There Is No Antimemetics Division - qntm

7 █​█​█​█​█​█​█​█​█​█​██ out of 10.

OVERVIEW

There Is No Antimemetics Division is a science fiction novel following the end of the world through the lens of a clandestine organisation. However There Is No Antimemetics Division manages to stand out through its use of a non-chronological progression, unreliable narrators as well as a nonlinear plot. All this culminates into a text which brilliantly illustrates the pain between commitment and promises however ultimately gets bogged down by its rushed antagonist and reliance on its source material.

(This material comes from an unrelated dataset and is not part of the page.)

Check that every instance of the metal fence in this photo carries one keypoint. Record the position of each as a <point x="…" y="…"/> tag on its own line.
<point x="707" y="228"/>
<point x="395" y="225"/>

For starters, its source material implies the existence of a secret organisation, simply known as the “Foundation” which contains and studies anything that acts “outside of the laws of nature” in order to maintain a sense of normalcy within the world. There Is No Antimemetics Division relies on the previous knowledge of this world which never gets explained itself. In this case, a “memetic” idea is something which exists to spread information through its very existence. Such as a rumour, it compels you to tell someone else. On the contrary, an “antimemetic” idea is something which can redact information or is designed to not be shared. Such as a password or secret. Because how can you fight a war if you can never even remember you’re at war in the first place?

SUMMARY

The text is segmented into multiple parts however begins with the chief of the antimemetics division. Marion Wheeler sits outside an office, the air is sterile and the walls bleak. As soon as she walks in, a pistol is aimed at her forehead. On the other side of the pistol is her supervisor and his assistant as he denies her entire department. The titular “There is no antimemetics division.”

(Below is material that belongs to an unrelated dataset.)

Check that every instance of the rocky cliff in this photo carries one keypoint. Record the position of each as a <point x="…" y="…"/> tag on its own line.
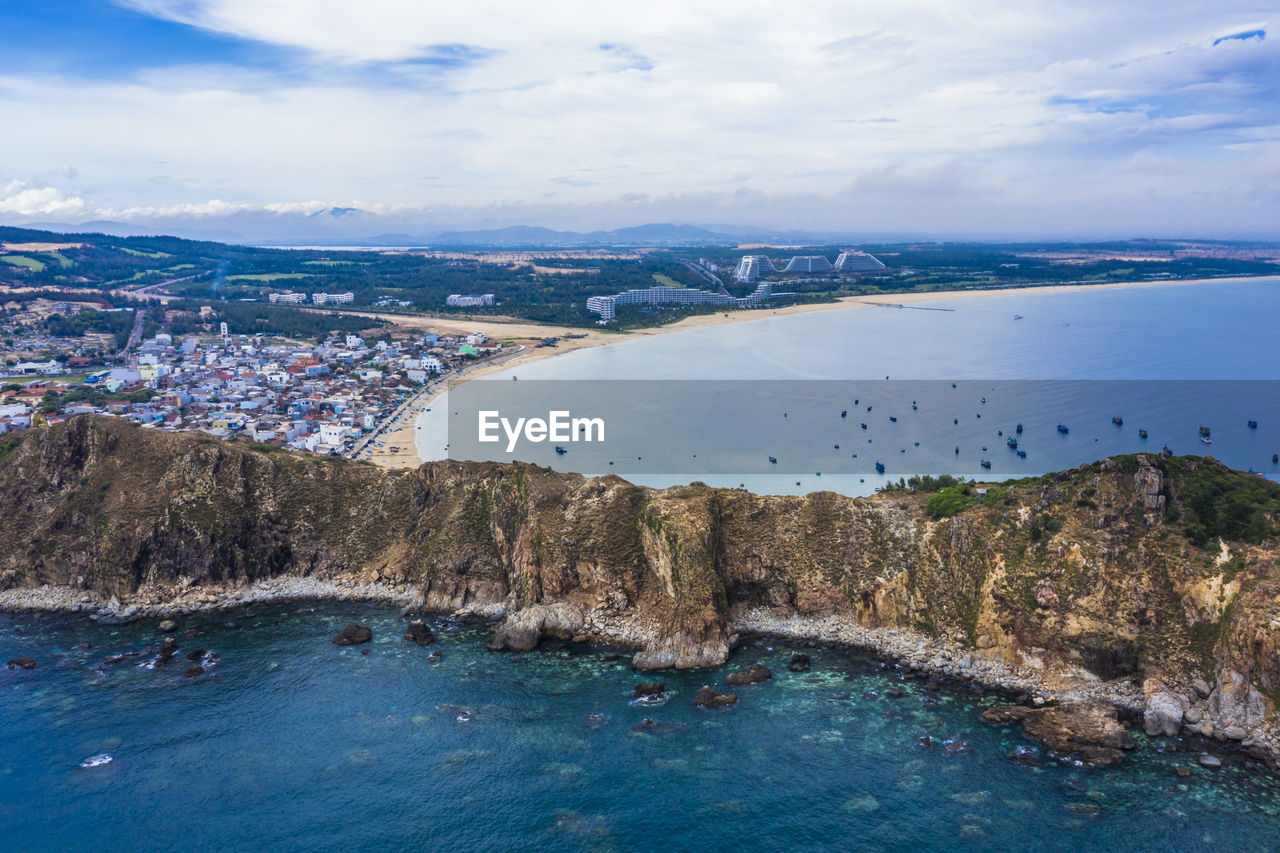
<point x="1136" y="570"/>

Marion introduces the in-universe version of, what she describes as, “remembering medicine,” “mnestics.” She insists that he was on two a day, both to remember her division. The only way that anyone could even forget to take the medicine is if someone or something was actively making you forget. She takes the pistol and shoots the supervisor’s assistant twice. “For what supervisor has an assistant?” She reasons.

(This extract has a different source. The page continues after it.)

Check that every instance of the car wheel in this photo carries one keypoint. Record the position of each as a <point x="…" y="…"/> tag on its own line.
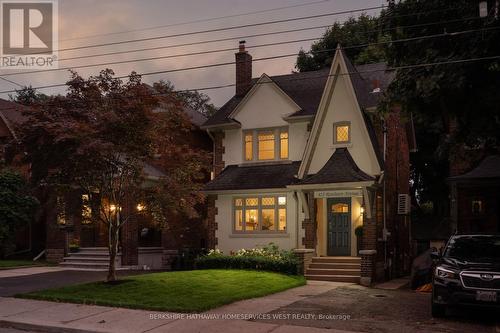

The next chapter shows Marion visiting a geriatric man at the edge of a lake. He has dementia. Marion reminds him of a pact he made with the foundation. Marion injects a strong “mnestic” into his vein. It will kill him, but it will make him remember everything first. The man enlightens Marion about the first antimemetics division; his division. They created a “forgetting bomb.” He recalls an entity so fearful that they blew themselves up just to forget about it. He continues as a single black spider crawls out of his pupils. Marion injects herself with an “amnestic” (a medicine that makes you forget). Just like the old man, she forgets the entity.

Back at the foundation, Marion reads about the entity which the old man was referring to. It is sparse, the only information is about how it is housed in a single room underneath her entire division. With no other option, she enters the room. It is filled with notes all in her handwriting. She recognises none of them. They say the entity has chased her to this exact point several times before because as soon as you know about it, it kills you. Marion scoffs and leaves as a black spider follows behind her.

Suddenly, the entire facility is crumbling as Marion narrowly avoids mountains of cadavers. She injects “mnestics” into her veins. She remembers everything, most importantly the bomb cached underneath the site. She rushes there as a wave of antimemetic spiders begin to envelope the world around her. She manages to detonate the bomb as the world goes silent.